Said eyes turned nervously to her sneakers before flicking back up to meet his.
"You didn't answer my question."
He pondered his answer for a moment. He didn't know her name (nor her his), nor anything about her really, but you could scarcely call them strangers. Still, he didn't know enough about her to 'stalk' her. Rather, he became morbidly fascinated by everything he saw her doing.
So he answered; "Not really."
And she accepted that with another of their smiles.
(But you wouldn't know from looking.)
She ripped the sachet of sugar open without acknowledging at him.
She poured the sugar into her coffee.
She stirred it once, twice and thrice.

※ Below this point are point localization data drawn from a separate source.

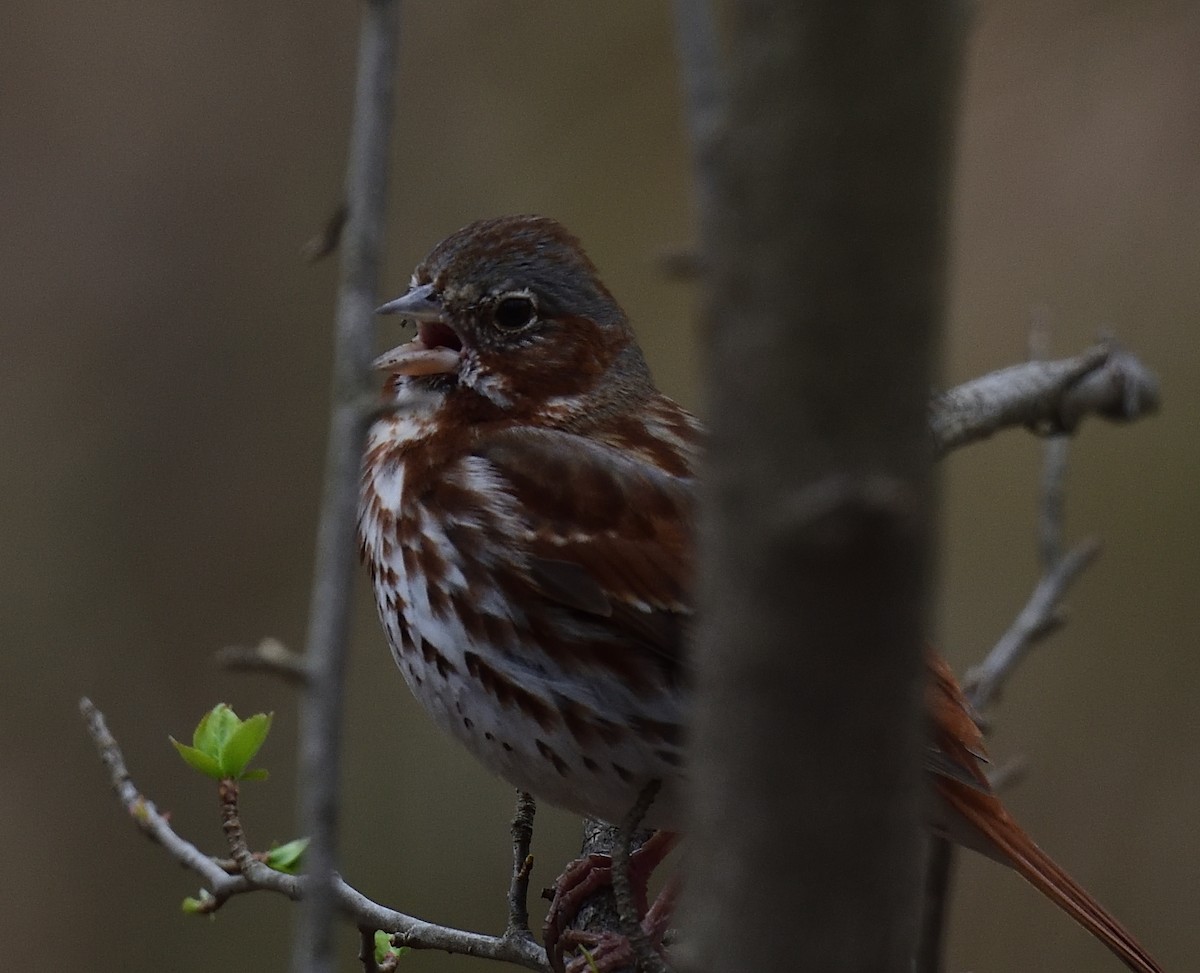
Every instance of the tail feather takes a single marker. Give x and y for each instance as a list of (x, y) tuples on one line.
[(978, 818), (985, 815)]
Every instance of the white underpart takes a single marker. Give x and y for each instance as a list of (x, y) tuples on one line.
[(455, 702)]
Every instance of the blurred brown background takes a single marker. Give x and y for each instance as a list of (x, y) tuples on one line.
[(165, 374)]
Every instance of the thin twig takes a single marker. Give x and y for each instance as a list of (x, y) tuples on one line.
[(1045, 396), (522, 864), (1039, 617), (648, 959), (697, 47), (329, 619), (257, 876), (1051, 511), (270, 656)]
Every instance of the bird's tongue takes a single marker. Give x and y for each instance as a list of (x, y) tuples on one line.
[(435, 350)]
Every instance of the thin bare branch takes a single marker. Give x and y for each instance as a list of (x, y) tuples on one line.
[(319, 770), (257, 876), (522, 864), (1039, 617), (1051, 511), (1047, 396), (270, 656)]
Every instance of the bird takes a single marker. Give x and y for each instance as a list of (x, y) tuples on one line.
[(528, 520)]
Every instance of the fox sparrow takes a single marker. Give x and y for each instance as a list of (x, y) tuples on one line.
[(528, 516)]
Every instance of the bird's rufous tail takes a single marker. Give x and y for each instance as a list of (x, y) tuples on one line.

She never glanced his way.
He sat across from her, staring intently, while she said nothing.
(But he was certain he heard all the words.)
One day she kissed him. It was awkward and stiff and almost threatening. He opened his lips against hers in an attempt to relax her, but she pulled away too quickly.
"There," she said, "Now you can leave me alone."
She turned with finality and pushed open the door to the bookshop.
He touched his lips gently, then ran his tongue over them to taste her once more.
(She was testing him.)
He tried to prove to her that it was more than physical.
He met her outside her work with weak cappuccinos and flowers. She brushed past him hastily.
(But she was wearing their smile.)
Days went by and he grew impatient.
"Why are you fighting this?" He demanded of her.
"Because there's nothing between us." She hissed back, her eyes darting nervously.
"Don't lie! I've seen the way you look at me. You have that smile."
Her eyes hardened and looked him dead on for once, "I don't know what's going on in that sick head of yours, but I do not smile at you."
She stormed off muttering something about a 'sick motherfucker'.
(And he believed her.)
- - -
(This is another one of those cryptic pieces written after two in the morning. It will get one review (two if I'm lucky), but that reviewer won't really understand what my contention was. Then, a couple months in the future, I too will read this again. I won't really get it either, but I'll pretend to remember how I felt when I wrote it. Note to future self: I was tired.)